Bassompierre, from the above, would appear to have formed a pretty correct idea of the danger of offending the great Minister; he lived to know its full extent.

On August 22, Richelieu, accompanied by Bassompierre, left Montauban, to the sound of mine and sap, which were destroying the redoubtable fortifications of the last stronghold of French Protestantism, and travelled by easy stages towards Fontainebleau, the Cardinal being received in every town through which he passed with the highest honours; in fact, his journey resembled a royal progress. At Nemours, where he arrived on September 12, nearly all the most important personages of the Court were awaiting him, and escorted him in triumph to Fontainebleau.

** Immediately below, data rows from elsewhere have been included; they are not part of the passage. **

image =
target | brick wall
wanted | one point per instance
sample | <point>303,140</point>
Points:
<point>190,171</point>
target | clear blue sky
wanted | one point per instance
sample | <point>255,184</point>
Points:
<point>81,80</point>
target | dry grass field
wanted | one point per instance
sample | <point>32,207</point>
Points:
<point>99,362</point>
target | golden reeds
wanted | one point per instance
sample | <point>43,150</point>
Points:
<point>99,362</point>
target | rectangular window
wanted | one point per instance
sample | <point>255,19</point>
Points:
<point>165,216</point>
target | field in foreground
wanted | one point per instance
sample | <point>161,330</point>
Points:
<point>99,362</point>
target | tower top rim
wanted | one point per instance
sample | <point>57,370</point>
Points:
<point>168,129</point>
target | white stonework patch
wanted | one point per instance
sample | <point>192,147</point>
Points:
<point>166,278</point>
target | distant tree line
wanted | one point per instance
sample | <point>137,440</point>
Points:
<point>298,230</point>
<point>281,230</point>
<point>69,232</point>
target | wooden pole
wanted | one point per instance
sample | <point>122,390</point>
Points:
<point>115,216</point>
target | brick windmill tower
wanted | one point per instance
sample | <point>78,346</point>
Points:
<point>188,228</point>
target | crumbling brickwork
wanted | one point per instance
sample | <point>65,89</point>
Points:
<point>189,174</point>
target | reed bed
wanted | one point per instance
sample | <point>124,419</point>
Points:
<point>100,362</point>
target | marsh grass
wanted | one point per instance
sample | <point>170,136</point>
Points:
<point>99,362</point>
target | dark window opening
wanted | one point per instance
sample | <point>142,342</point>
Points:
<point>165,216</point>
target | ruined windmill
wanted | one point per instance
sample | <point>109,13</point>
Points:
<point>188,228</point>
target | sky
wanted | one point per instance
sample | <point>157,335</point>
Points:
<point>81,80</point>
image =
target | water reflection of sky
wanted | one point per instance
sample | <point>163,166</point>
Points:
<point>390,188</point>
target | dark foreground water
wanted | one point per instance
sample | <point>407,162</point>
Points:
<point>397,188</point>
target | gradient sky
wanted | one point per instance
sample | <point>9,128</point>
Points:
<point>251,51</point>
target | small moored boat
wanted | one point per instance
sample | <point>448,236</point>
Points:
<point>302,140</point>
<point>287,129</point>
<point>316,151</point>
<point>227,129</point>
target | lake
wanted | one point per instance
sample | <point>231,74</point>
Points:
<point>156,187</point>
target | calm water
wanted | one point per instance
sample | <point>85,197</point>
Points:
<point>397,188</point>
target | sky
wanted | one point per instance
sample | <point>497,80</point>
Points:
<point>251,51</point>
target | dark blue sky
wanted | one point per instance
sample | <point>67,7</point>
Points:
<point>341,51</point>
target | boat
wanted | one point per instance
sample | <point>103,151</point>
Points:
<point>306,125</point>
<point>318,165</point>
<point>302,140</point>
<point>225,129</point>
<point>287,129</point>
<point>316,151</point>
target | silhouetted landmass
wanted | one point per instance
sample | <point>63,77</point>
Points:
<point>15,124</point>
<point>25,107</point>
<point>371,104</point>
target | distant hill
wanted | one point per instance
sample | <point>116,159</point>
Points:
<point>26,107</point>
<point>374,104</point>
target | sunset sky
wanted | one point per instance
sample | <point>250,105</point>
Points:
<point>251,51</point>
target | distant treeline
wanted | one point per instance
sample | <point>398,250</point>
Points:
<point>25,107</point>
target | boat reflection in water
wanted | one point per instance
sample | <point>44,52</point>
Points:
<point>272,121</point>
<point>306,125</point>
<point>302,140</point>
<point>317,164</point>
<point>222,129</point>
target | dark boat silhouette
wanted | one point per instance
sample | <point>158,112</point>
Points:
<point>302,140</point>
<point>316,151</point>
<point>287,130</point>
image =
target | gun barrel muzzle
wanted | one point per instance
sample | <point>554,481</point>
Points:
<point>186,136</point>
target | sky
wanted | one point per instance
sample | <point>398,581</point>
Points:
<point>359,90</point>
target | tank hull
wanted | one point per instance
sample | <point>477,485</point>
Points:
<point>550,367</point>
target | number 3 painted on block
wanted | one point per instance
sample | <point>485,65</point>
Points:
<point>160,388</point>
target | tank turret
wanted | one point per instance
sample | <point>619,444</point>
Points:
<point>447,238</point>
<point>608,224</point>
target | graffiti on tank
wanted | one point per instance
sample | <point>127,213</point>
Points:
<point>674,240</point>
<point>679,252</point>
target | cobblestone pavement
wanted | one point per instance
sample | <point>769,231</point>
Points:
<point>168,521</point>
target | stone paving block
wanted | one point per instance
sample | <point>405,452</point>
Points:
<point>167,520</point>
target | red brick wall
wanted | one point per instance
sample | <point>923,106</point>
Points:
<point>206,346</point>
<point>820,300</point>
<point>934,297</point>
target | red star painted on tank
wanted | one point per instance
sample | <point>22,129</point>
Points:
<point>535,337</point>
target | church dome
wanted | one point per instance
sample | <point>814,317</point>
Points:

Here, however, his Eminence received an abrupt check, for when he went to pay his respects to Marie de’ Medici, with whom were Anne of Austria and the Princesses of the Blood, the Queen-Mother, whom the Cardinal’s triumphs had only served to incense still more bitterly against him, received him with studied coldness and refused to say so much as a word to either Bassompierre or Schomberg, whom she now apparently regarded as Richelieu’s creatures; though she spoke to Louis de Marillac, upon whom the marshal’s bâton had recently been conferred. The King, however, came in immediately afterwards and welcomed the Cardinal most warmly. He then drew him into his mother’s cabinet, where Richelieu immediately requested permission to retire from office and from the Court, on the ground that his presence was distasteful to the Queen-Mother, and that he did not wish to be the cause of friction between her and the King. The King told him that he would reconcile them, and returning to Marie’s chamber, spoke most graciously to Bassompierre, evidently with the intention of atoning for her Majesty’s rudeness to the marshal, of which Richelieu had, of course, informed him.

“On Friday, the 14th, the quarrel continued, and the Cardinal sent for Madame de Combalet,[129] La Meilleraye[130] and other persons belonging to the Queen-Mother’s Household who were his creatures, and told them that they must prepare to retire from her service, as it was his intention to retire from affairs and from the Court. However, that evening there were so many comings and goings, and the King testified so earnest a desire for an accommodation, that it was effected on the Saturday, to the universal satisfaction of the whole Court.”